The health authority has since backed off, agreeing that any funding changes won't happen until next year. Despite VIHA's reluctance to make any public statements that might compromise negotiations, the threat of a 37.5 per cent cut to the South Island's budget can't help but serve as a tool of coercion at the bargaining table.

The argument for reallocating funds up Island is questionable. Victoria has 70 per cent of new HIV/AIDS and hepatitis C infections and receives about 80 per cent of the resources, reason perhaps for a 10 per cent shift in funding, but not 37 per cent.

VIHA also says AVI's health-care programs duplicate services already available in the Capital Region through the regular health-care system. Those services don't exist to such a degree north of Victoria, therefore up-Island agencies need more money - or so the logic goes.

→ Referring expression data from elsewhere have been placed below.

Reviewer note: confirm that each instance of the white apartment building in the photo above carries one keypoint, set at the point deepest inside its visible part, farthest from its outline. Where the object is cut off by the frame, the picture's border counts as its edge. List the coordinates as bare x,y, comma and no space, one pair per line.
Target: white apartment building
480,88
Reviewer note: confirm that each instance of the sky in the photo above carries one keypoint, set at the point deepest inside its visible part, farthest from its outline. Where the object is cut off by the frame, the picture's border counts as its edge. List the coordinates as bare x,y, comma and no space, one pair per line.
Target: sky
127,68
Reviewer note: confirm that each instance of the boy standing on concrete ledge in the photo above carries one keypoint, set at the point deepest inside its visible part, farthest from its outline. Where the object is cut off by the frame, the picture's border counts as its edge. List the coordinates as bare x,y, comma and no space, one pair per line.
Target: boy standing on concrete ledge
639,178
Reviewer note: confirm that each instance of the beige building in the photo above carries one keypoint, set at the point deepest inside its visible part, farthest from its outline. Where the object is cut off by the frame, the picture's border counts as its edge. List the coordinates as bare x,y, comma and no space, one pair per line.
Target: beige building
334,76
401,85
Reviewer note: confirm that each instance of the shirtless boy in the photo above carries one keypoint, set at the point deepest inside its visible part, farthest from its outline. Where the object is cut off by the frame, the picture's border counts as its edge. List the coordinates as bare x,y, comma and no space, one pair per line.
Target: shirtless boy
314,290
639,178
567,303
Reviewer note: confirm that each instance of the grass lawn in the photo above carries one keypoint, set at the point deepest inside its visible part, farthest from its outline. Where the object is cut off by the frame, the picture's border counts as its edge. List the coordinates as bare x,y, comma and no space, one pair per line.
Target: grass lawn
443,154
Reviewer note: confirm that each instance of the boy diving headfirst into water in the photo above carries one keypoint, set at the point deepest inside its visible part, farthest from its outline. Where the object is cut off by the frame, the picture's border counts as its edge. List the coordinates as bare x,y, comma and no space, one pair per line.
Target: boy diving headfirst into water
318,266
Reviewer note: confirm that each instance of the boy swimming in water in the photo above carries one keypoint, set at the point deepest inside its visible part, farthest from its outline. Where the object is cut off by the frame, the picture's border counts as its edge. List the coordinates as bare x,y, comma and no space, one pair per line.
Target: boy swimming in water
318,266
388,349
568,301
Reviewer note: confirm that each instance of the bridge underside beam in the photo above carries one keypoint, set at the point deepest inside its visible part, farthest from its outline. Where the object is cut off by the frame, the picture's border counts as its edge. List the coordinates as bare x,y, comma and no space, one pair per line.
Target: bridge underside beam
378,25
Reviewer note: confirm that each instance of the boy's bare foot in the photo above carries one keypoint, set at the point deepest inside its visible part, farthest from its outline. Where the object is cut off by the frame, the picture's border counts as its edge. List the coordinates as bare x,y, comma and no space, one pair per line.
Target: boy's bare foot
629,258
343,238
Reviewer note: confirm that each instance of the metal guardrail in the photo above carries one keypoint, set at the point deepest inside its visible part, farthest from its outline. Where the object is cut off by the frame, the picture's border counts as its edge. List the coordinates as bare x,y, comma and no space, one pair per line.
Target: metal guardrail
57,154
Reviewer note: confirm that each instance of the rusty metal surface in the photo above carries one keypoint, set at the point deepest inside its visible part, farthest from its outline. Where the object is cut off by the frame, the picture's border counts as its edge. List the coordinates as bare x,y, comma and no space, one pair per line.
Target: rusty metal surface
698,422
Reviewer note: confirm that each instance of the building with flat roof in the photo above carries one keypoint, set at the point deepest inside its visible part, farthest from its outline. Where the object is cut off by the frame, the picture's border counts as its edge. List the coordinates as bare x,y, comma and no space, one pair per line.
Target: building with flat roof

VIHA's contractual brinksmanship comes just as AVI is embarking on two major projects. Earlier this month, the organization, flanked by stakeholder groups such as the Victoria police, the Downtown Victoria Business Association and the North Park Neighbourhood Association announced plans to move to a new location.

The move will require a budget boost of $110,000.

With local business exerting pressure on the City of Victoria, Victoria police and the health authority over ongoing problems with discarded syringes, excrement and vandalism near the Cormorant Street needle exchange, it's hard to see how VIHA can refuse to pay for the move.

AVI is also co-owner, along with the Victoria Cool Aid Society, of the Johnson Street building currently occupied by Rev. Al Tysick's Open Door street ministry. AVI footed half of the building's $1.1 million price tag, with an eye to separating the needle exchange operation from its prevention, treatment counselling and education programs.

Sources say AVI needs another $120,000 a year in ongoing funding to make that project a reality. This comes as no surprise to VIHA, which has been apprised of plans for the Johnson Street building for nearly two years.

There's been some suggestion that the province - let's be honest, it's ultimately the Health Ministry putting on the budget squeeze - wants a contract that will force AVI to be more accountable. But with both sides bartering in silence, we're left wondering if government bean counters feel AVI wants too much money for the services it delivers.

Let's hope that when it's all said and done sufficient public dollars remain available to efficiently and effectively prevent the spread of AIDS.